Intersectionality as nonlinearity

I wonder if the idea of intersectionality would be better-understood in STEMmy circles if we called it “nonlinearity” instead.  Put that way, e.g.

“the condition of being queer and disabled isn’t the sum of the condition of being queer and the condition of being disabled, or even some linear combination of those, it’s just its own thing, which draws input from each of those conditions in some more complicated way and which has features of its own particular to the intersection”

it’s something I think most mathematicians would find extremely natural and intuitive.


8 thoughts on “Intersectionality as nonlinearity

  1. Roger Joseph Witte says:

    My mathematical intuition says “of course it is not a sum (or pull back) it is a product (or push out).

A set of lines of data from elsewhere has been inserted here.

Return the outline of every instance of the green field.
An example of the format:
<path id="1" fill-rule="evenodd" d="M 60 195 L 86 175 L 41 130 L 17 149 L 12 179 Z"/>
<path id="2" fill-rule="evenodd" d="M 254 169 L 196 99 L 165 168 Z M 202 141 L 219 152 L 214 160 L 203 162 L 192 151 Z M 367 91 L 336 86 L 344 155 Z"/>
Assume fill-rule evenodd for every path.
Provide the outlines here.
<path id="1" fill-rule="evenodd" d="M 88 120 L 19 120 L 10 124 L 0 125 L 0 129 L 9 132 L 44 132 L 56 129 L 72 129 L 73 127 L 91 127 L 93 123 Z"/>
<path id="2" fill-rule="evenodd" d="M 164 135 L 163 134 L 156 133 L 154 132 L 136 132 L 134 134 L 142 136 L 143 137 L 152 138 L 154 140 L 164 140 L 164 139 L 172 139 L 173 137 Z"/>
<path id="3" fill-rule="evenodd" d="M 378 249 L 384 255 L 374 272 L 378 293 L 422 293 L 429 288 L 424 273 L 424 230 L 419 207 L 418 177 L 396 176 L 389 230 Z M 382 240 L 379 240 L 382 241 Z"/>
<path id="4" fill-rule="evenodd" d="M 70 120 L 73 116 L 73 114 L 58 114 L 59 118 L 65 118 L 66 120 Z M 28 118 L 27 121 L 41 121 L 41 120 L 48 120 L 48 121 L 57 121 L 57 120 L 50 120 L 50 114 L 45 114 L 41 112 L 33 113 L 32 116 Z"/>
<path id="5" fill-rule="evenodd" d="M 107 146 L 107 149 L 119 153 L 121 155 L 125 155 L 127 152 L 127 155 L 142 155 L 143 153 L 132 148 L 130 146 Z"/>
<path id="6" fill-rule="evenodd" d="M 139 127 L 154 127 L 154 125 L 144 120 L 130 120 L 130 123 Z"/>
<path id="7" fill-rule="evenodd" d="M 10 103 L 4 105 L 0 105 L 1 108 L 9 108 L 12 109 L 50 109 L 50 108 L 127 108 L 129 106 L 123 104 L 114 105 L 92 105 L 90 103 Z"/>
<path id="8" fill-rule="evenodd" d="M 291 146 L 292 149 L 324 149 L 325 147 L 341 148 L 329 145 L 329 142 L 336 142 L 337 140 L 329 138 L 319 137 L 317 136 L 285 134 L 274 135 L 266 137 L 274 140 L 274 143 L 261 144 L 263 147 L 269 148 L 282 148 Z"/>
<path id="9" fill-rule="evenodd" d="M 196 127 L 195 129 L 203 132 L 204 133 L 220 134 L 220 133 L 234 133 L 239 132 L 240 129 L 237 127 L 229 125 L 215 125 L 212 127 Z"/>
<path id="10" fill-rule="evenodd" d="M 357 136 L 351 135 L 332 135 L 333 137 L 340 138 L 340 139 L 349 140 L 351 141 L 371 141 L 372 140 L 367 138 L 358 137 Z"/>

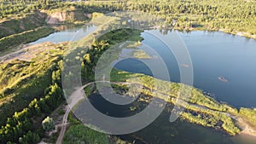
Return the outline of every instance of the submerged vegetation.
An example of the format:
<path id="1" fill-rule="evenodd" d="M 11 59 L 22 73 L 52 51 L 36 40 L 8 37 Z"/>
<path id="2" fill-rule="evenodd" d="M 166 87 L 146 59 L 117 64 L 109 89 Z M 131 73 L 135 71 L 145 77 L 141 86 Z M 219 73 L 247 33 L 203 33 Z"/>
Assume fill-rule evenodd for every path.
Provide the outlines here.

The sum would be the people who are queer or disabled.

    My moral sense says there is no uniform or average queer disabled person. When categorising people the uniqueness of every individual is paramount. It is much easier to hate queer disabled people in general than it is to hate your neighbours, Julie and Sarah, when Julie is pushing Sarah’s wheelchair up the escalator in the mall (you might even offer some help)

  2. Jon Awbrey says:

    There’s a similar issue that arises in the study of 3-place (ternary or triadic) relations.

    Projective reducibility of triadic relations

  3. Super Star says:

    People say “intersectional” but that’s wrong, they mean “superintersectional” : having extra properties not inherited from the intersected classes. Intersectional should be reserved to mean exactly the things that are inherited. Example sentences:

    “Jewish mothers tend to have the intersectional characteristics of Jews and mothers, but also some superintersectional attributes that have made them a cultural stereotype.”

    “Prof. X is wrongly intersectionalizing things that really are superintersectional”.

    I’m not sure the users of such fancy terms really want to be as clear as possible, but if they do, the distinction is between plain and super intersectionality.

    In the blog post, where you talk about linear combinations the idea is really additive models, f(A) + g(B), and you use nonlinear where the idea is super-additivity (or at least “interaction” = nonadditivity). “Superadditive” and “supermodular” express this is mathematics.

  4. NDE says:

    The usage I’ve run across seems to be “people who are both X and Y suffer anti-Y prejudice even when in the community of X’s who are not Y, and vice versa” — which could be just what one would naively guess, though still ironic because X’s, despite their experience of anti-X prejudice, behave no better w.r.t. Y than the dominant culture. Whatever the usage, we may have cause to brand “intersectionality” as cultural appropriation from the marginalized community of mathematicians.

  5. […] was last seen here being (mostly) extolled for writing a delightful and useful book. In his latest post, he elevates the notion of intersectionality from its natural habitat of academic feminist jargon […]

  6. Super Star says:

    fun bit from Wikipedia’s page on Intersectionality :

    ‘ Collins refers to the various intersections of social inequality as the matrix of domination. This is also known as “vectors of oppression and privilege”. ‘

    * * * * * * *

    In the usage that NDE mentions, the (super)intersectional aspect is that someone who is in both groups X and Y does not have the option of straightforward solidarity with X’s or Y’s as a response to the experience of anti-X or anti-Y prejudice, because both groups are also prejudiced against XY’s. This is an extra XY interaction effect from the individual’s point of view, even if anti-X and anti-Y prejudice are independent of each other.

  7. In response to Super star’s wikipedia quote: that’s a good argument to punt on identity politics, and revert to being humans.